I get it when listening to Diana Krall. As long as it doesn’t hurt my ears it doesn’t bother me. It may be a preamp issue. You could try changing you power cable on your preamps to a thicker gauge. It really makes a difference. The Puritan Classic Plus power cable is a cheep fix for this. 
Sometimes sibilance is just baked into the recording.

I think we all have that subconscious (or conscious) "Do Not Play" list.

Sibilance to me is very different than the sound I've very rarely heard when DACs just don't seem to like a particular recording.  There was a song by Halie Loren (now I can't remember) which I owned and on one DAC it would consistently distort, more like paper being crumpled.  Switch DACs, problem went away.
I used to have bouts of sibilance with various recordings (Linda Ronstadt's "What's New" for sure) on Martin Logan SL3s and on Dynaudio Sapphires with the Esotar 2 tweeter.

I feel I have no sibilance ever anymore on pretty much any recording I own since moving to Raidho D2s (sealed ribbon tweeter).  What is even better is that the D2's far superior resolution is simply stunning and they have opened up every recording I own over the other speakers. The greatest tweeter ever for me (and mid-woofers).
I think it comes down to overly bright speakers, probably the less expensive speakers, probably the ones you guys don’t use.  I had some Energy Veritas that were horribly sibilant, same with a bunch of paradigms.  Pair them with bright cables and harsh amps and as a novice you’d think “lots of detail” or “crispy” and then you find out what sibilance is…
That last sentence made me smile remembering my listening skills, or lack of skills, some 20-30 years ago.  Some lessons weren't fun. grin.
When I bought Sonus Faber sonettos, I was using a Sonos amp and immediately noticed horrible sibilance and overall brightness. When I ditched the Sonos amp and got a NAD m10 I had silky smooth, detailed highs and never again heard any sibilance.
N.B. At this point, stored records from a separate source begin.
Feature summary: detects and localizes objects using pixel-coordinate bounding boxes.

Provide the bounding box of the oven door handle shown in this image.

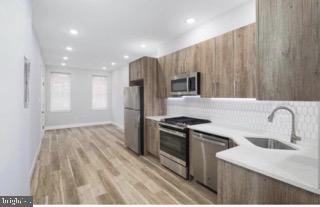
[160,127,186,138]
[159,122,185,130]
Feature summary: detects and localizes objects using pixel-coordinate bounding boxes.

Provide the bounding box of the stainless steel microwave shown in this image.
[170,72,200,96]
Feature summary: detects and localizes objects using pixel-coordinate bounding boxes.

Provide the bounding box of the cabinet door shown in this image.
[145,119,160,158]
[157,57,167,98]
[129,59,144,82]
[151,120,160,158]
[257,0,320,101]
[158,54,173,98]
[234,24,257,98]
[214,32,234,97]
[198,39,216,98]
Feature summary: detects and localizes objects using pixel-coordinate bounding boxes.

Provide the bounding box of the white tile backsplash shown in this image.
[167,97,320,158]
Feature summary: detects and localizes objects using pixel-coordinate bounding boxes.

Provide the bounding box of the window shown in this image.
[50,73,71,112]
[92,75,108,110]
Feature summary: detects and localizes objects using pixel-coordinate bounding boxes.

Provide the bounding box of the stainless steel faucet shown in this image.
[267,106,301,144]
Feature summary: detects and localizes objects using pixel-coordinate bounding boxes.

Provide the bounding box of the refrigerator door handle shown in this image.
[136,116,140,128]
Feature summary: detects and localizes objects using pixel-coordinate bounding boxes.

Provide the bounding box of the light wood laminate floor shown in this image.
[31,125,217,204]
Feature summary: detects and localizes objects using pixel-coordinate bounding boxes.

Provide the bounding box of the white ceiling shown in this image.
[33,0,249,71]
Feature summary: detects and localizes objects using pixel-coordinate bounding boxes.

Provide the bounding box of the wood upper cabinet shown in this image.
[198,39,216,98]
[143,57,166,116]
[129,57,165,116]
[157,57,166,98]
[129,58,144,81]
[234,24,257,98]
[145,119,160,158]
[214,31,234,97]
[257,0,320,101]
[157,23,257,98]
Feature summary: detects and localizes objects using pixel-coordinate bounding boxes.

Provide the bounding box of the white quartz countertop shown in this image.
[146,116,320,195]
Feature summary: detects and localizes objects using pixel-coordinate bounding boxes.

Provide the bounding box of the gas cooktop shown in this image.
[160,116,211,127]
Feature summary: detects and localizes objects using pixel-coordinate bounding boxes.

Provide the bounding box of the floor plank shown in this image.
[31,124,216,204]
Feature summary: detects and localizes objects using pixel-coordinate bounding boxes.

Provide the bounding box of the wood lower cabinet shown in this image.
[217,159,320,204]
[145,119,160,158]
[257,0,320,101]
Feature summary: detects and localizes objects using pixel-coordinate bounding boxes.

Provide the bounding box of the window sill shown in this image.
[92,108,108,111]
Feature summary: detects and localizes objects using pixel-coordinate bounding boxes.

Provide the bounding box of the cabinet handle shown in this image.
[212,82,219,97]
[212,82,216,97]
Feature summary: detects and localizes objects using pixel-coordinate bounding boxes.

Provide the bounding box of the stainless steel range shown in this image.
[159,116,211,179]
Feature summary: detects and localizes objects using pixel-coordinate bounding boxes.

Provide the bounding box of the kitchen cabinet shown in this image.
[129,57,166,155]
[158,46,199,98]
[217,159,320,204]
[233,23,256,98]
[257,0,320,101]
[145,119,160,158]
[214,31,234,97]
[158,55,172,98]
[129,58,144,82]
[129,57,166,117]
[198,39,216,98]
[157,23,256,98]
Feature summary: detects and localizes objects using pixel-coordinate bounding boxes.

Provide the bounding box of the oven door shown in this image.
[159,127,187,166]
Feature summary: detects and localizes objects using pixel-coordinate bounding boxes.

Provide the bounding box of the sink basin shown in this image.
[245,137,296,150]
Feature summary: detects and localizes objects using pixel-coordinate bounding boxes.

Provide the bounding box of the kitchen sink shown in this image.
[245,137,296,150]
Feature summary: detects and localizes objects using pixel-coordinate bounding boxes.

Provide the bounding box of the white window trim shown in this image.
[50,72,72,113]
[91,74,108,111]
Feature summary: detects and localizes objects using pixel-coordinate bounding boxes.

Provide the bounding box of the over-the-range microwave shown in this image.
[170,72,200,96]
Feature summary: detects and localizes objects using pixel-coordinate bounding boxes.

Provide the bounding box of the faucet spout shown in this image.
[267,106,301,144]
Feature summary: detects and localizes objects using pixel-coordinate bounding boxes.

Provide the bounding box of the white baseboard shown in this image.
[29,134,43,195]
[45,121,111,130]
[110,122,124,131]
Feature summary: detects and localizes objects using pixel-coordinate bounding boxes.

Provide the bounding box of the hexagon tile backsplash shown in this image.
[167,97,320,157]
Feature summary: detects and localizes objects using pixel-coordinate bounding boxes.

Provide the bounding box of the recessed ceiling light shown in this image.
[102,66,107,70]
[186,18,196,24]
[62,56,69,60]
[124,55,129,59]
[61,63,66,66]
[111,62,116,66]
[65,46,73,51]
[140,44,147,48]
[69,29,79,36]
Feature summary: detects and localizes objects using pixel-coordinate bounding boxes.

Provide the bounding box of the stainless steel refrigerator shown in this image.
[124,86,143,154]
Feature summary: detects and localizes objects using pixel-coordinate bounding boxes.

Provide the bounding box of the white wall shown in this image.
[157,0,255,57]
[45,66,111,128]
[0,0,45,195]
[111,66,129,130]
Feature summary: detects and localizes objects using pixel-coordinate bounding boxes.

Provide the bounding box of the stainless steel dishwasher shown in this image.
[191,130,232,192]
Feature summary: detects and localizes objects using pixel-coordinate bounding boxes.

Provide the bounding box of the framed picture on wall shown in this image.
[24,56,30,108]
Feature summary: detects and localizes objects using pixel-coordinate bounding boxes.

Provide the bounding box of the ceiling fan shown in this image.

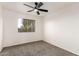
[24,2,48,15]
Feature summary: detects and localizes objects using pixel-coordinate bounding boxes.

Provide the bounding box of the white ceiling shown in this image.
[0,2,74,16]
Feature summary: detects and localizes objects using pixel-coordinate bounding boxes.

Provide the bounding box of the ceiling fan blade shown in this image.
[38,2,43,8]
[35,2,39,9]
[27,9,34,12]
[24,4,34,8]
[35,2,38,6]
[37,11,40,15]
[38,9,48,12]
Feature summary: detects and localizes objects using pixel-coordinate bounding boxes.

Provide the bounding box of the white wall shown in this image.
[0,5,3,51]
[44,4,79,55]
[3,8,43,47]
[0,6,3,51]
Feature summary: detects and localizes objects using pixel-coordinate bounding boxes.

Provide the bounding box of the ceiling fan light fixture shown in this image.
[34,9,38,12]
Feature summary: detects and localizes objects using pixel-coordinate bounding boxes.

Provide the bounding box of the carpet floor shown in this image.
[0,41,77,56]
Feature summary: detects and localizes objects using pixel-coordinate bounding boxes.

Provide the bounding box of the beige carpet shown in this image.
[0,41,77,56]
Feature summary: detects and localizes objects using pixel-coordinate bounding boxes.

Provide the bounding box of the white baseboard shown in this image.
[43,40,78,56]
[3,40,43,48]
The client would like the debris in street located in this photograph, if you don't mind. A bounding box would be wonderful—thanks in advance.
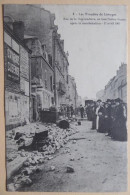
[57,120,70,129]
[102,178,107,184]
[23,161,30,167]
[35,166,42,173]
[14,132,24,140]
[6,122,78,190]
[14,183,22,190]
[66,166,75,173]
[47,156,53,160]
[21,167,32,175]
[20,176,33,186]
[78,121,81,125]
[69,137,87,141]
[72,140,76,144]
[38,158,45,163]
[50,166,56,171]
[70,157,75,161]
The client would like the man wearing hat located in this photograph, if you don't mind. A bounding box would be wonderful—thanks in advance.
[96,99,104,132]
[112,98,127,141]
[105,99,112,136]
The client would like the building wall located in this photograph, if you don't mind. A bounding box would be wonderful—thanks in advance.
[5,91,29,128]
[4,4,79,114]
[96,89,105,101]
[31,56,54,109]
[4,28,30,129]
[23,36,54,122]
[31,57,54,92]
[54,36,69,107]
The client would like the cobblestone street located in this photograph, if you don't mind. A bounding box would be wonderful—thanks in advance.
[19,120,127,192]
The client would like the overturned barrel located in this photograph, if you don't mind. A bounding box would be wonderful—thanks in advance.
[57,120,70,129]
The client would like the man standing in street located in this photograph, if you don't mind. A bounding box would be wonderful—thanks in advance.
[70,104,74,118]
[80,104,84,118]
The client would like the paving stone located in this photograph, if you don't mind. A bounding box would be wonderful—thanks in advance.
[50,166,55,171]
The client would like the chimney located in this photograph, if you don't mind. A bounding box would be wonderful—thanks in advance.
[13,21,24,40]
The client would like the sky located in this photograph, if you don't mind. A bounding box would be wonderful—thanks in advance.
[43,5,127,99]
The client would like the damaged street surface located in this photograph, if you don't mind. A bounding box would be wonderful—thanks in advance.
[6,120,127,192]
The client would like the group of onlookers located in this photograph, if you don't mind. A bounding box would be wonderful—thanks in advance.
[85,98,127,141]
[59,104,75,119]
[57,98,127,141]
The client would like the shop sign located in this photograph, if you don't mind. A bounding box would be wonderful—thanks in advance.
[20,46,29,80]
[7,61,20,82]
[7,47,19,65]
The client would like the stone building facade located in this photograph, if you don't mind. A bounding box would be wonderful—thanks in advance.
[53,31,69,108]
[4,4,80,124]
[24,36,54,121]
[4,4,69,109]
[96,89,105,101]
[4,19,31,130]
[96,63,127,103]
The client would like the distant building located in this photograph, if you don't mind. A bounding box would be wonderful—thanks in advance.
[4,18,31,129]
[96,89,105,101]
[103,63,127,103]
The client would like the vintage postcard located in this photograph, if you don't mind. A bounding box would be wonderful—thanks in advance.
[0,1,129,194]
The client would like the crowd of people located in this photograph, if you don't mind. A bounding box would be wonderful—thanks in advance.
[84,98,127,141]
[58,104,75,119]
[55,98,127,142]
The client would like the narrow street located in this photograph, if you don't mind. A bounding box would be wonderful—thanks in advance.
[19,120,127,192]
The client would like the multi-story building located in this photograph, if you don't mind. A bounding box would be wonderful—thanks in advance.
[4,18,31,130]
[24,36,54,121]
[4,4,70,109]
[53,31,69,108]
[100,63,127,103]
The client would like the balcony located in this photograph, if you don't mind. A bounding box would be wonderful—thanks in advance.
[57,81,66,95]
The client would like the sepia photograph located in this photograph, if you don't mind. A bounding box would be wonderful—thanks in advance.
[3,4,127,192]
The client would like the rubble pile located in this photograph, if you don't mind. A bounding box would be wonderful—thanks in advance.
[6,122,78,191]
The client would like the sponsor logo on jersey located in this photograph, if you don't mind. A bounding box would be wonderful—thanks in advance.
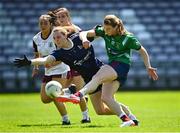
[77,45,83,49]
[49,42,54,47]
[74,51,91,65]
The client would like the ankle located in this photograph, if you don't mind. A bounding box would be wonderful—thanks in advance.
[75,92,83,98]
[120,115,131,122]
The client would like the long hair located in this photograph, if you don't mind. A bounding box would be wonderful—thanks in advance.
[47,7,71,26]
[104,15,128,35]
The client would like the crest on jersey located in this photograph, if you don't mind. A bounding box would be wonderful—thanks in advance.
[77,45,83,49]
[49,42,53,47]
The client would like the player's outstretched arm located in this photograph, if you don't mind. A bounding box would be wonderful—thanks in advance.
[13,55,56,68]
[80,30,96,49]
[138,46,158,81]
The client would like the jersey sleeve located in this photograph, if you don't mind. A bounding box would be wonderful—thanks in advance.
[94,25,105,37]
[50,50,62,61]
[33,41,38,52]
[127,36,141,50]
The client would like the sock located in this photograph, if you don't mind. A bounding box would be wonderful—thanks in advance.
[128,113,137,120]
[68,84,77,94]
[63,88,71,95]
[79,78,100,96]
[63,85,77,95]
[119,113,130,122]
[79,89,86,96]
[82,109,89,120]
[62,114,69,122]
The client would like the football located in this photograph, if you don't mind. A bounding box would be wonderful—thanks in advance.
[45,81,63,98]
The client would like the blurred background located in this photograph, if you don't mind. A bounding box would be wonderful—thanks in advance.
[0,0,180,93]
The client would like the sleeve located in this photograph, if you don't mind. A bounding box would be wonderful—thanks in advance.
[33,41,38,52]
[87,37,95,42]
[50,50,62,61]
[127,36,141,50]
[94,25,105,37]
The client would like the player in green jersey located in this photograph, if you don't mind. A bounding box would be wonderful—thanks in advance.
[57,14,158,127]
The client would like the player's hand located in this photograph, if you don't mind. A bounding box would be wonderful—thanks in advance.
[13,55,31,68]
[147,67,158,80]
[82,40,90,49]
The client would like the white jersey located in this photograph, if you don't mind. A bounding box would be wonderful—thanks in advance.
[33,31,70,76]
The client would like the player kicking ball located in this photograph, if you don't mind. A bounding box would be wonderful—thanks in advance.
[14,26,140,127]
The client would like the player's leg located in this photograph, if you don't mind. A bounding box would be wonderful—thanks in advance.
[101,80,135,127]
[79,65,118,96]
[40,82,53,103]
[89,90,116,115]
[70,74,91,123]
[119,103,139,125]
[52,76,70,125]
[55,65,117,103]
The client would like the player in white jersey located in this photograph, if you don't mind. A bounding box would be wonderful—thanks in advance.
[47,8,90,123]
[32,14,71,125]
[32,14,90,125]
[32,24,70,78]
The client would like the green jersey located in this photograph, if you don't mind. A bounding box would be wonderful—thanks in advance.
[95,25,141,65]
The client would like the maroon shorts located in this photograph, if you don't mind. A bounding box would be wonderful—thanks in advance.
[42,69,81,83]
[67,69,81,79]
[42,74,64,83]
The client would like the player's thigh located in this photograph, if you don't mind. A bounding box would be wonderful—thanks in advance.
[93,65,118,83]
[64,78,73,88]
[52,77,68,88]
[40,83,52,103]
[71,75,85,91]
[101,80,120,100]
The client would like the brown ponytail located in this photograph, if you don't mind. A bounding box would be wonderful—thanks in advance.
[47,11,57,26]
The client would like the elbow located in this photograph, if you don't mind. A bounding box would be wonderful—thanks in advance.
[79,31,87,40]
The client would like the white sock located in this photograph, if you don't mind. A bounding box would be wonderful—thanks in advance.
[128,113,137,120]
[82,109,89,120]
[62,114,69,122]
[79,78,100,96]
[63,88,71,95]
[79,89,86,97]
[119,112,126,118]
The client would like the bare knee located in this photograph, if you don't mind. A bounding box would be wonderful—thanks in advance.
[94,109,106,115]
[41,96,52,104]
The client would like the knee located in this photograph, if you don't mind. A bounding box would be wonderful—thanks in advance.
[94,109,105,115]
[41,96,52,104]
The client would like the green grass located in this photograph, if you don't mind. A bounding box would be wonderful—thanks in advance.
[0,91,180,132]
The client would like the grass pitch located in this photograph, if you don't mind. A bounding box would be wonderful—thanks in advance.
[0,91,180,132]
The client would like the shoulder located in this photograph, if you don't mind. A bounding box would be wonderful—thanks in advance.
[125,33,137,39]
[68,32,80,41]
[124,33,142,49]
[124,33,139,42]
[51,49,62,56]
[33,32,41,41]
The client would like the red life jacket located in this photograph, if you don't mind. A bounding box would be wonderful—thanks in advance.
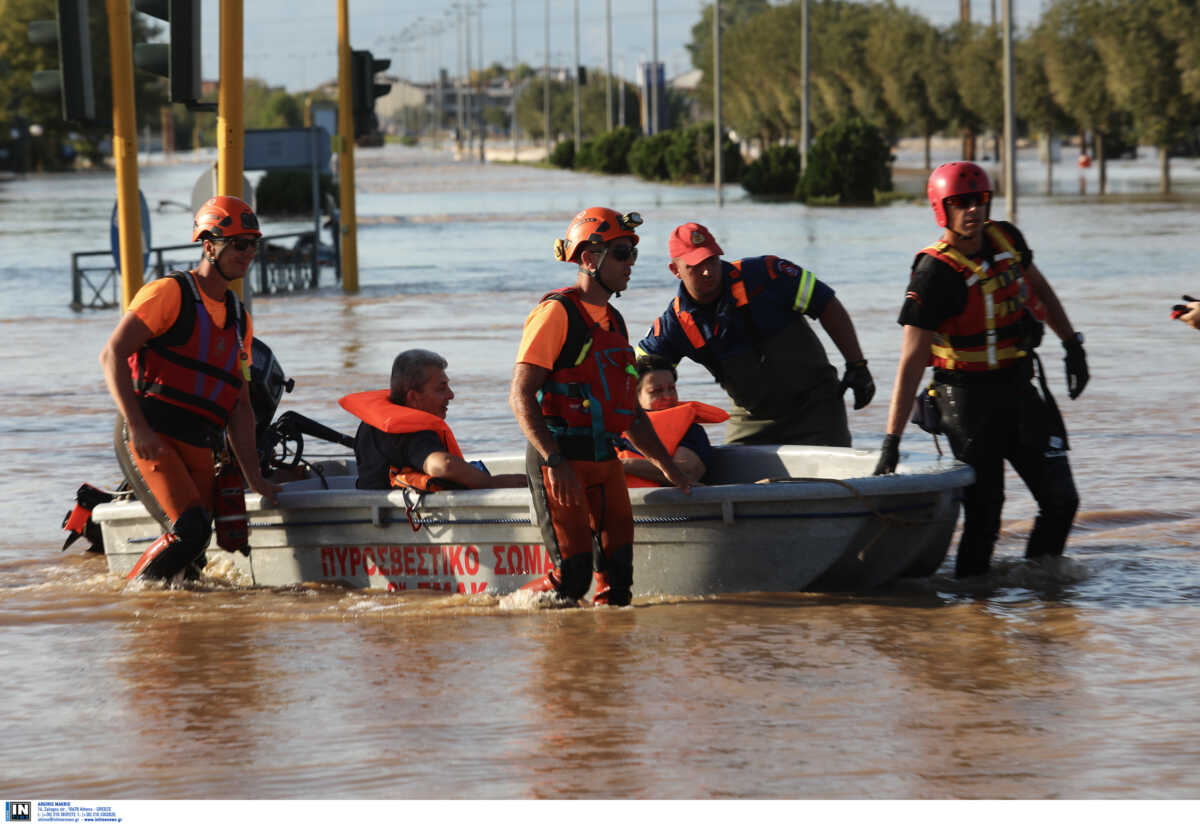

In fact the speakers got even more detailed. I think alot of sibilance is also caused by amps that have alot of distortion in the upper hand.
I’m now kind of curious, exactly what kind of gear and recordings bring this problem out?
Its a distortion problem. If you have a problem with the setup of your phono cartridge (or its suspension is shot) you can get sibilance.

Another way this can be caused is by a bad driver in a loudspeaker. A woofer that has a shot suspension can introduce sibilance that can sound for all the world as if its caused by a tweeter. A rubbing voice coil can do this too.

I've had a variety of speakers and amps yet not encountered the issues described by @dekay above. I started with the original American pressing of the Trinity Sessions and then eventually found the the Canadian press, which is a little more immediate. Neither version had any problems, which is why the recording was popular with audiophiles. Is there some peakiness in the recording? Sure, but not the point of sibilance.